Yang menariknya, setelah wawancara, para wartawan tiba-tiba menyalami Jenderal Pramono Edhie. Kemudian, meminta foto bersama. Ide ini pun ditanggapi dengan serius. Pak Edhie bilang, "mumpung sekarang saya masih Jenderal aktif, nanti setelah pensiun tidak bisa lagi memakai pakaian dinas ini," ungkapnya sambil tersenyum. Para wartawan yang awalnya malu-malu akhirnya mengerubuni sang Jenderal dan berfoto-foto bersama. Ia pun melayani permintaan foto satu per satu dari para awak media. Dari dekat, Pak Edhie tampak bahagia sekali dan menikmati masa-masa akhir masa tugasnya di TNI AD. Ia merasa senang dan para wartawan juga merasa nyaman bersamanya. Ia bagaikan bapak dan dengan lembut menyapa wartawan. Sampai-sampai pujian dari mulut para wartawan pun keluar begitu saja. "Pak Edhie memang jenderal yang baik," kata salah satu suara.
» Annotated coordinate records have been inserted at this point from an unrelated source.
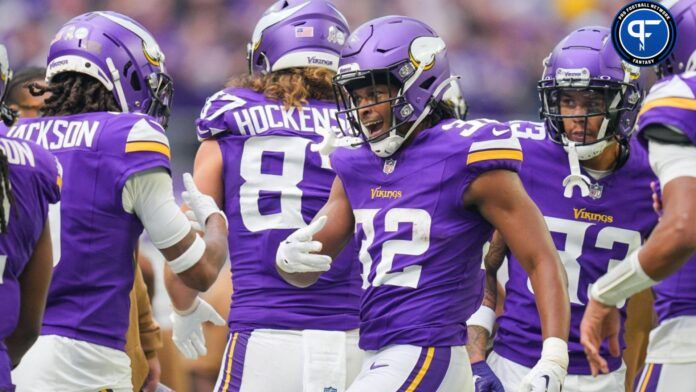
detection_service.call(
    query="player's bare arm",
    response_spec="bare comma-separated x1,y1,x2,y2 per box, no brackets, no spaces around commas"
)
466,231,507,363
276,177,355,287
162,140,227,290
464,170,570,340
5,218,53,367
638,177,696,281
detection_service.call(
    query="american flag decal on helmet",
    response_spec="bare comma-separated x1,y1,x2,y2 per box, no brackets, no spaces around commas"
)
295,26,314,38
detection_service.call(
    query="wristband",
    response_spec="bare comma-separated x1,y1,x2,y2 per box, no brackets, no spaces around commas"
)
589,248,657,306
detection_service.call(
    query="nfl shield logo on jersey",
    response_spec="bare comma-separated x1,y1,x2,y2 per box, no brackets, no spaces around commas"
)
382,159,396,174
590,184,604,200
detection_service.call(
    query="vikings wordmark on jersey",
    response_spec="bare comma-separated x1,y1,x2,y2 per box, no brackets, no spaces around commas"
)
331,120,522,350
494,121,657,375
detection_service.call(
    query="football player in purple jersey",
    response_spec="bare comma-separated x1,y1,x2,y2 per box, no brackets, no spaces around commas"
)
470,26,657,392
7,12,227,391
581,0,696,391
0,45,61,391
160,0,362,392
276,16,569,392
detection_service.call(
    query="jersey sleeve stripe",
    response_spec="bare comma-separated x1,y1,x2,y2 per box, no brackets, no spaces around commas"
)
638,98,696,115
466,150,523,165
126,142,171,159
406,347,435,392
469,137,522,152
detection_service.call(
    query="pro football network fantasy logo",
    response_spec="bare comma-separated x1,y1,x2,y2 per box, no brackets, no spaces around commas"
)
611,1,677,67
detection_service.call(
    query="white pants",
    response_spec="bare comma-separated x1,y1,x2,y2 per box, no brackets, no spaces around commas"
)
486,351,626,392
12,335,133,392
214,329,363,392
633,362,696,392
348,345,474,392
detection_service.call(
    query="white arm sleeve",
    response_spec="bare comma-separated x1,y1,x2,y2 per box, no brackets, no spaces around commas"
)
648,140,696,188
121,168,191,249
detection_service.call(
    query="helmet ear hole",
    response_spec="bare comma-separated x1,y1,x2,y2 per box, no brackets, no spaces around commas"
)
419,76,437,90
130,72,142,91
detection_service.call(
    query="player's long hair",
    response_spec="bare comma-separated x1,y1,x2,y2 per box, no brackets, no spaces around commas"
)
227,67,335,109
28,72,121,116
0,150,14,234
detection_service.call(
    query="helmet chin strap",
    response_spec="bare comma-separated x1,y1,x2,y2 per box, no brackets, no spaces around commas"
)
563,136,592,199
363,75,459,158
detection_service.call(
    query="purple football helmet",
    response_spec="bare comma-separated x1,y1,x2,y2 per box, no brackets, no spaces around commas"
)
247,0,350,73
46,11,174,127
0,45,17,126
657,0,696,77
538,26,644,160
334,16,457,157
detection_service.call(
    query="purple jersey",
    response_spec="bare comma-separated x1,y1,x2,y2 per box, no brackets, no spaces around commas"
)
9,112,170,350
494,121,657,375
197,88,360,331
638,72,696,322
0,136,61,391
638,72,696,145
328,120,522,350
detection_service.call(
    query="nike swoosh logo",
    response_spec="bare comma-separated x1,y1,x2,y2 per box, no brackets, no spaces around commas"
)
541,375,551,391
370,362,389,370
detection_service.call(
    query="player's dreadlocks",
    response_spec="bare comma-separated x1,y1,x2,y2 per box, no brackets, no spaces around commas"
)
29,72,121,116
227,67,335,109
0,149,14,234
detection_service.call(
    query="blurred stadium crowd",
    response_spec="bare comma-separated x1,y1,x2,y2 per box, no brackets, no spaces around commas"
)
0,0,624,392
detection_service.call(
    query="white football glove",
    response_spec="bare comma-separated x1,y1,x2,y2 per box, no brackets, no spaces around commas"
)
309,128,363,155
276,216,331,273
169,297,225,359
519,337,568,392
181,173,229,231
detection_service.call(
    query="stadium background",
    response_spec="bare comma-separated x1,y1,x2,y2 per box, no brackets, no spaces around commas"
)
0,0,640,392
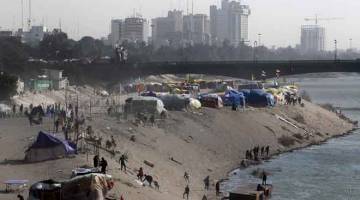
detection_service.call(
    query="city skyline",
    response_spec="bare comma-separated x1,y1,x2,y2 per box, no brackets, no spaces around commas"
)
0,0,360,50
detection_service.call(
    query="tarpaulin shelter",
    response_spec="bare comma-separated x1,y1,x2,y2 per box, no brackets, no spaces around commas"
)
28,173,114,200
222,90,245,106
140,91,157,97
199,94,224,108
158,94,189,111
125,96,166,114
240,89,275,107
25,131,76,162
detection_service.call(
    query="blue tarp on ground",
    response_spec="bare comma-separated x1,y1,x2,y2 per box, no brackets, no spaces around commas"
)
223,90,245,106
240,89,275,106
30,131,76,154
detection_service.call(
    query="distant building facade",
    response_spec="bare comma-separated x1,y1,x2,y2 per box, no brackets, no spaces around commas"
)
300,25,325,53
110,17,149,46
29,69,69,91
151,10,183,47
109,19,124,46
0,31,13,38
151,10,211,47
184,14,211,44
210,0,251,45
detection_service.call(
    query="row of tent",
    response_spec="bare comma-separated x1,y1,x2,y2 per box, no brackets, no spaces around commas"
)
25,131,77,163
141,86,298,110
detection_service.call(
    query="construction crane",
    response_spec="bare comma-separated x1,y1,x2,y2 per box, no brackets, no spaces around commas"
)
304,15,343,25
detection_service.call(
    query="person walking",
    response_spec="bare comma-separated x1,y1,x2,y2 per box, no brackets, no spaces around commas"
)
100,157,108,174
183,185,190,200
204,176,210,190
93,155,99,168
19,104,24,114
184,172,190,183
119,154,126,172
262,171,267,185
54,118,60,133
215,181,220,196
265,146,270,157
137,167,144,181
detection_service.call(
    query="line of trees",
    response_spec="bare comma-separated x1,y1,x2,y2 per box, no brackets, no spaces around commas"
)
0,32,360,72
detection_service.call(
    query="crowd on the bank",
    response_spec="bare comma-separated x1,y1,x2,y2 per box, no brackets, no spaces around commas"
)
245,146,270,161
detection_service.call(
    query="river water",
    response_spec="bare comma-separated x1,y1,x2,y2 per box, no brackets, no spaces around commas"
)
224,74,360,200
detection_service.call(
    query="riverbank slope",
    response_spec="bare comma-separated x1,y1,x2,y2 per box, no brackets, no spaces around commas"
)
0,102,354,200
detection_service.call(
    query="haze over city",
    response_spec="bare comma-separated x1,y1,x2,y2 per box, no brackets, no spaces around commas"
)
0,0,360,50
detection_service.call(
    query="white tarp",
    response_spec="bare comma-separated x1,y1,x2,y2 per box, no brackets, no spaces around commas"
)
0,103,11,113
127,96,166,114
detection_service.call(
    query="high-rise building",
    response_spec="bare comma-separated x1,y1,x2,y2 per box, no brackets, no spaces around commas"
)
122,17,149,42
151,10,183,47
110,17,149,46
183,14,211,44
301,25,325,53
210,0,251,45
110,19,124,46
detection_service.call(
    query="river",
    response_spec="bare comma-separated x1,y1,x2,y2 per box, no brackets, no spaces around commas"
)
224,73,360,200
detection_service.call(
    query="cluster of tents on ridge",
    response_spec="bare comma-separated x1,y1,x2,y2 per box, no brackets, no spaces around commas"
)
137,85,298,110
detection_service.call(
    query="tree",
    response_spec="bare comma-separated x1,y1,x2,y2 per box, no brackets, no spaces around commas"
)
0,37,27,73
39,31,75,60
74,36,105,58
0,72,17,100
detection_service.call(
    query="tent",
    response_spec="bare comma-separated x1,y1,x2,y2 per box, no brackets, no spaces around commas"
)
199,94,224,108
241,89,275,107
25,131,76,162
125,96,166,114
158,94,189,111
189,98,201,109
28,173,114,200
222,90,245,106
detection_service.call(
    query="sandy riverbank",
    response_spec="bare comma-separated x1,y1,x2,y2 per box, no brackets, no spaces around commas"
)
0,102,353,200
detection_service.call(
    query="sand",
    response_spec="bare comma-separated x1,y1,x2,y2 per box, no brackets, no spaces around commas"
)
0,102,354,200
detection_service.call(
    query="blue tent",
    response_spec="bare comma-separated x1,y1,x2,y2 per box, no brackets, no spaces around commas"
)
223,90,245,106
25,131,76,162
241,89,275,106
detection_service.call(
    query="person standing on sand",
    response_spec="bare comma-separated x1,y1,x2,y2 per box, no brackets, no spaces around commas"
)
262,171,267,186
183,185,190,200
13,104,16,116
93,155,99,168
265,146,270,157
137,167,144,181
100,157,108,174
54,118,60,133
215,181,220,196
119,154,126,173
184,172,190,183
204,176,210,190
19,104,24,115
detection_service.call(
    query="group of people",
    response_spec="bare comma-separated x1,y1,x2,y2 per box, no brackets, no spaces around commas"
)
245,146,270,161
285,93,302,105
93,155,108,174
183,172,220,200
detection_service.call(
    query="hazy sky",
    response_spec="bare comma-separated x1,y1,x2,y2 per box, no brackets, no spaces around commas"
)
0,0,360,50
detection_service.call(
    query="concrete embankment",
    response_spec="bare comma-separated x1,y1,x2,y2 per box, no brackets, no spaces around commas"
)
0,102,354,200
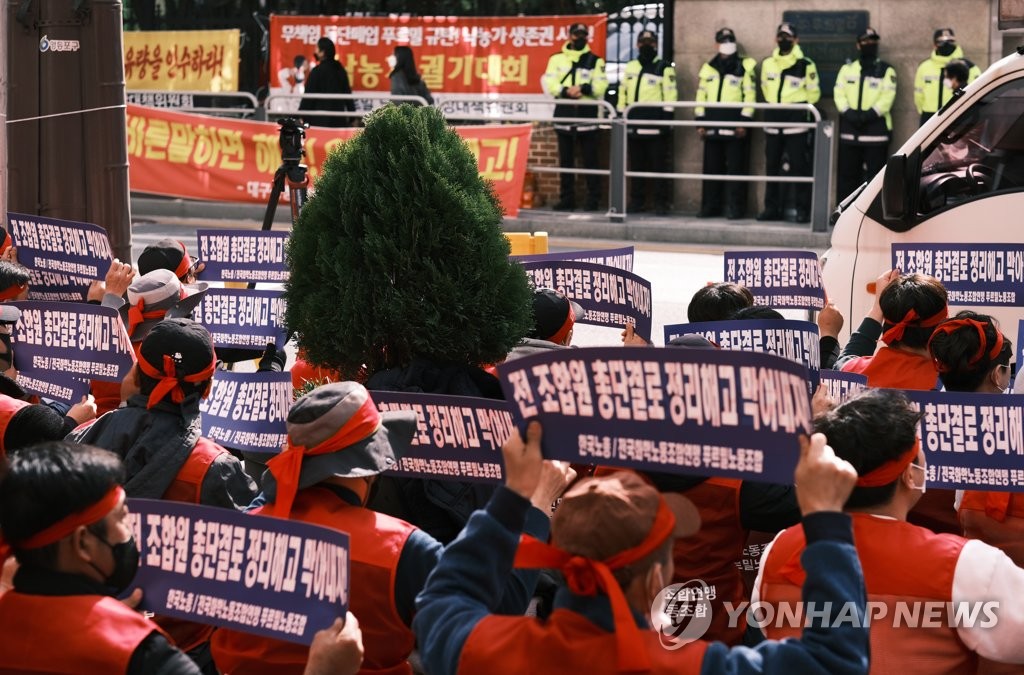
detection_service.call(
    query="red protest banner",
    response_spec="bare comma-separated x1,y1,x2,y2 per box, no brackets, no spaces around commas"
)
128,104,530,216
270,14,607,94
Ia pun cuma tersenyum tersipu-sipu menerima pujian itu. Bahkan dalam salah satu foto tersebut, ada saja wartawan yang tak segan-segan merangkul sang jenderal. Bahkan di depannya pun ada wartawan yang bergaya. Tapi kesederhanaan dan pribadinya itu tidak menurunkan wibawanya sebagai jenderal bintang empat.
Satu hal yang berkesan dari putra Jenderal Sarwo Edhie ini adalah ia berusaha berbicara jujur. Dalam beberapa kesempatan, Jenderal Edhie selalu mengatakan, saya jujur mengatakan akan mengusutnya dengan tuntas. Ia mengatakna itu ketika anak buahnya menyerang Markas Polres Ogan Komering Ulu, Sumatera Selatan ia mengatakan akan mengusut tuntas. Terakhir ia juga mengatakan, saya jujur mengatakan akan menindak dan membentuk tim investigasi jika dari hasil investigasi kepolisian, ada indikasi anggota TNI AD terlibat dalam penyerangan Lapas Cebongan, Sleman Yogyakarta yang menelan empat nyawa narapidana. Tidak lama kemudian, Tim dari AD dibentuk dan akhir TNI mengungkap bahwa 11 Anggota Kopassus terlibat penyerangan. Jenderal Edhie sekali lagi benar-benar jujur.